Description
Avec Hold On To The Light, Jack Johnson et les frères Gutiérrez signent une collaboration aussi inattendue qu’envoûtante, où les guitares cristallines de Hermanos Gutiérrez rencontrent la douceur mélancolique de Johnson pour un résultat à la fois intime et lumineux. Dès les premières notes de l’homonyme Hold On The Light, on est saisi par cette alchimie entre les arpèges aériens du duo mexicain et la voix chaleureuse de Johnson, qui semble flotter sur une mélodie aussi simple que captivante. Le morceau, avec son rythme chaloupé et ses harmonies vocales envoûtantes, rappelle par instants les meilleurs moments de To the Sea (2010), mais avec une fraîcheur renouvelée, comme si Johnson avait puisé dans l’énergie folk-rock des Gutiérrez pour se réinventer sans se trahir. La production, sobre et chaleureuse, met en valeur les textures organiques des instruments, avec une basse qui pulse discrètement et une batterie qui respire sans écraser le tout — un équilibre rare dans le rock alternatif contemporain.
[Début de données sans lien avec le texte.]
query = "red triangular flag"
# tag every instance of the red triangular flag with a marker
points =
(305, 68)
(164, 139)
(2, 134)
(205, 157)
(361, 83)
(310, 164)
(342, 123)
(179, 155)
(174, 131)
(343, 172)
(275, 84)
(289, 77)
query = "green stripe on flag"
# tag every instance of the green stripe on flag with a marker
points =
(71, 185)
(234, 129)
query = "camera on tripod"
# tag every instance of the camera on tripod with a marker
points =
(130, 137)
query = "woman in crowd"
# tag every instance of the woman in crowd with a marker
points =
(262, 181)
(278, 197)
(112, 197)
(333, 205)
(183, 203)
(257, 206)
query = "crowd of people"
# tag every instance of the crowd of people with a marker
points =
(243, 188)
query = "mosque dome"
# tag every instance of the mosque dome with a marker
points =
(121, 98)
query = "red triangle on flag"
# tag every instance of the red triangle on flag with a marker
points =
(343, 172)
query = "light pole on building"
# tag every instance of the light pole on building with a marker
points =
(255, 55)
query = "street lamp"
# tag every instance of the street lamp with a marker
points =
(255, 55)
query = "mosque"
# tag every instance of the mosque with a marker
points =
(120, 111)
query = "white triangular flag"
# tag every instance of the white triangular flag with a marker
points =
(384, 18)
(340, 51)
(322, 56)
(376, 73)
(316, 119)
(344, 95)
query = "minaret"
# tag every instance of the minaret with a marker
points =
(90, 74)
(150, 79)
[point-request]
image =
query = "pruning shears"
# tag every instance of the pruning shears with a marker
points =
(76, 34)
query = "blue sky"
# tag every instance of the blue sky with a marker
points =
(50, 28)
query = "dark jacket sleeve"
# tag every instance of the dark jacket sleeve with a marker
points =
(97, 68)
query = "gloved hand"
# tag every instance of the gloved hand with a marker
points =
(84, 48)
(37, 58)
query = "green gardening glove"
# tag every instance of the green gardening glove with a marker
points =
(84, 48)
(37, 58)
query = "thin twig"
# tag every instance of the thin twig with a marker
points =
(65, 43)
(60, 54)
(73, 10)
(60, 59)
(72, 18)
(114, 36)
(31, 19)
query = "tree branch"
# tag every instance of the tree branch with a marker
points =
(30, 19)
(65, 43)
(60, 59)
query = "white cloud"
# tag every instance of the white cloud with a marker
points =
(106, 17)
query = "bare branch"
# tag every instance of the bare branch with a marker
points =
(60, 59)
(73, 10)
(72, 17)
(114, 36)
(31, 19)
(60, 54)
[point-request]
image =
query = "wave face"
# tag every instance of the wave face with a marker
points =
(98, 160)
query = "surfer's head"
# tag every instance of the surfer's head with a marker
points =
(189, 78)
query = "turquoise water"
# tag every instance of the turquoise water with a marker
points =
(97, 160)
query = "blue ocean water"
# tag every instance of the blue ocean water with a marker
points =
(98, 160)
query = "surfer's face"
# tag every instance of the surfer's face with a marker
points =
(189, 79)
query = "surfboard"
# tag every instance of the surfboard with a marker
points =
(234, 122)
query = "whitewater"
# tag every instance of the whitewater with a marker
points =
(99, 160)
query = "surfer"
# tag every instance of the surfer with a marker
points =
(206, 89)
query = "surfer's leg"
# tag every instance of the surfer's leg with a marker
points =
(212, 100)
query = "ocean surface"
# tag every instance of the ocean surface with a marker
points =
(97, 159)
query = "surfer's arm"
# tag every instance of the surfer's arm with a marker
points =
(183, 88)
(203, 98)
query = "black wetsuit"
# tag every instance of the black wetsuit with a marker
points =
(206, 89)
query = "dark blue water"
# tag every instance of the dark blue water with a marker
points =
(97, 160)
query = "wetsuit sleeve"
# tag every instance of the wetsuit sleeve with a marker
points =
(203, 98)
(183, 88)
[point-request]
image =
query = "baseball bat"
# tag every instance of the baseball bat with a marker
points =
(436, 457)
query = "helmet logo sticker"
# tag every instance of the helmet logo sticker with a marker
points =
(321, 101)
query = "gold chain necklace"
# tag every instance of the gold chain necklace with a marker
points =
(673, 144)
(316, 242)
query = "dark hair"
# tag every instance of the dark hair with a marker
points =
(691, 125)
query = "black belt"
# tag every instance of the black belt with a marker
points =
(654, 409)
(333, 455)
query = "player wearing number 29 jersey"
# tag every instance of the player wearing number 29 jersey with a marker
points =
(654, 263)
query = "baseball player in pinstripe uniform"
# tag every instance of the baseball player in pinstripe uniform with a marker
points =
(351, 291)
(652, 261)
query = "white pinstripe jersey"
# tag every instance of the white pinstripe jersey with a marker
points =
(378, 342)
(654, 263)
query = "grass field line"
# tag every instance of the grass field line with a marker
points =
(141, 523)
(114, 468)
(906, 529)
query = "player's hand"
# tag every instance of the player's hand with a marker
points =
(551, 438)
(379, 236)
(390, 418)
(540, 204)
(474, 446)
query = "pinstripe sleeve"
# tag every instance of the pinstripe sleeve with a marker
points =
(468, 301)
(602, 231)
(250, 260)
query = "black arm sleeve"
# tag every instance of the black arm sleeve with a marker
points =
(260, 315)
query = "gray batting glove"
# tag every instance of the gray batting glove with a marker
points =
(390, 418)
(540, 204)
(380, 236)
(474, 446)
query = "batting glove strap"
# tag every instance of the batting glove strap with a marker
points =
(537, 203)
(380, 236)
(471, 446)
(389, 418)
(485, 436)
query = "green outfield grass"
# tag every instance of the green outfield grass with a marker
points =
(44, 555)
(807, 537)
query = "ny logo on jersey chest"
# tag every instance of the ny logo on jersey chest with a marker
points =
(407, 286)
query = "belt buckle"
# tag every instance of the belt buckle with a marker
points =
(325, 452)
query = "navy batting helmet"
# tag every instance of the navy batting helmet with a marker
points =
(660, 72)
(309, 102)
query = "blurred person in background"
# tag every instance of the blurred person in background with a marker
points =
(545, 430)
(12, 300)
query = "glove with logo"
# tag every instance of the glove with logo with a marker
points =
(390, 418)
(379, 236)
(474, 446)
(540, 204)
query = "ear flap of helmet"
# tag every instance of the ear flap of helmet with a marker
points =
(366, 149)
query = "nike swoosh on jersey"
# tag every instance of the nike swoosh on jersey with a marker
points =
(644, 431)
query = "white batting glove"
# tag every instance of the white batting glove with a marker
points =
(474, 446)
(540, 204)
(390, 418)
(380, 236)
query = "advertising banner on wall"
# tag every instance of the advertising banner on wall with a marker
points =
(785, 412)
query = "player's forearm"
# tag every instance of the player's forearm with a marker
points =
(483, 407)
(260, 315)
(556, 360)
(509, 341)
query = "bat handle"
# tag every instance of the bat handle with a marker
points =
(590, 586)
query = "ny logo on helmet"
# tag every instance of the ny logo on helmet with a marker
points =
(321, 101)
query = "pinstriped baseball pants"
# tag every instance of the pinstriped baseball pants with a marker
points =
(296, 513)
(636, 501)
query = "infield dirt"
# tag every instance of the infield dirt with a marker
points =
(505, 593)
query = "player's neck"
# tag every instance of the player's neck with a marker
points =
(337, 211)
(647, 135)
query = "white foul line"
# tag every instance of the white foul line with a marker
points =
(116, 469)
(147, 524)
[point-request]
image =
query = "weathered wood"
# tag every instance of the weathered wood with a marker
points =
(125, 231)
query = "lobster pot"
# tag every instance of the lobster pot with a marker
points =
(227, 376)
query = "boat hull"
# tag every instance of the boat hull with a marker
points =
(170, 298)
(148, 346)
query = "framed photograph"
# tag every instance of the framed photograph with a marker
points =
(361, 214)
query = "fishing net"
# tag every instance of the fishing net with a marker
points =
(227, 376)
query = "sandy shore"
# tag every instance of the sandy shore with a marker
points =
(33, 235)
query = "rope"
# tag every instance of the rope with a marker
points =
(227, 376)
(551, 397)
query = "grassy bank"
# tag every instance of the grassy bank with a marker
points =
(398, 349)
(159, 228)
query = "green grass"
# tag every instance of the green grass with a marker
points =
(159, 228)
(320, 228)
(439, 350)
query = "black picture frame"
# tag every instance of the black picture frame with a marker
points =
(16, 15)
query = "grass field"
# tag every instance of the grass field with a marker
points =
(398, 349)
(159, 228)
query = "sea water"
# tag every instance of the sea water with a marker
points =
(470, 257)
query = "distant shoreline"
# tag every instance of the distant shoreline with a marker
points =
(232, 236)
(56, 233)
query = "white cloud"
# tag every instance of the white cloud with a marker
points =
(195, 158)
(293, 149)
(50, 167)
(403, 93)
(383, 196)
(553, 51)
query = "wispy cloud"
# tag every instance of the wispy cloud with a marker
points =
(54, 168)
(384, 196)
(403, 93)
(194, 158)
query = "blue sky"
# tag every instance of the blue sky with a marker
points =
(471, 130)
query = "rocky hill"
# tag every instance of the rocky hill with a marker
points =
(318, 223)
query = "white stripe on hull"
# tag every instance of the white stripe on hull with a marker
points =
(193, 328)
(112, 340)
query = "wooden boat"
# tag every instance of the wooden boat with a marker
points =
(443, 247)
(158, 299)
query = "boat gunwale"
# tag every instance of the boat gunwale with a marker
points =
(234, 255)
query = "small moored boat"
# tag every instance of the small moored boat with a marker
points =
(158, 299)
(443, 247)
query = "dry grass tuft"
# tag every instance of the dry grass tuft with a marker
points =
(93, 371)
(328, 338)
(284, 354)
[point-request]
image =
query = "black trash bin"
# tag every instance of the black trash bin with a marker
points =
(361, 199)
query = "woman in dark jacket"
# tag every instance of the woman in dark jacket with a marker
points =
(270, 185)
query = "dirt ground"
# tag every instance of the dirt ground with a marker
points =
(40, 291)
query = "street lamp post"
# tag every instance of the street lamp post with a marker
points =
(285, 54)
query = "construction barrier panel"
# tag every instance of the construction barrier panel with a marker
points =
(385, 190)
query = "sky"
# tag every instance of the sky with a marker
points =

Le single Hold On The Light se distingue par son refrain envoûtant, où les voix de Johnson et des frères Gutiérrez s’entrelacent avec une complicité presque télépathique. Le morceau B du single, une version « Sketch » plus dépouillée, révèle une autre facette de ce projet : une intimité brute, presque improvisée, où les imperfections deviennent des atouts. On y entend Johnson murmurer des paroles qui semblent écrites à la volée, tandis que les Gutiérrez jouent avec une désinvolture qui rappelle leurs lives légendaires. Cette dualité entre la version studio et sa version brute est révélatrice de l’ambition du projet : un disque qui se veut à la fois abouti et spontané, comme si l’enregistrement avait capté une jam session entre amis plutôt qu’un album calculé.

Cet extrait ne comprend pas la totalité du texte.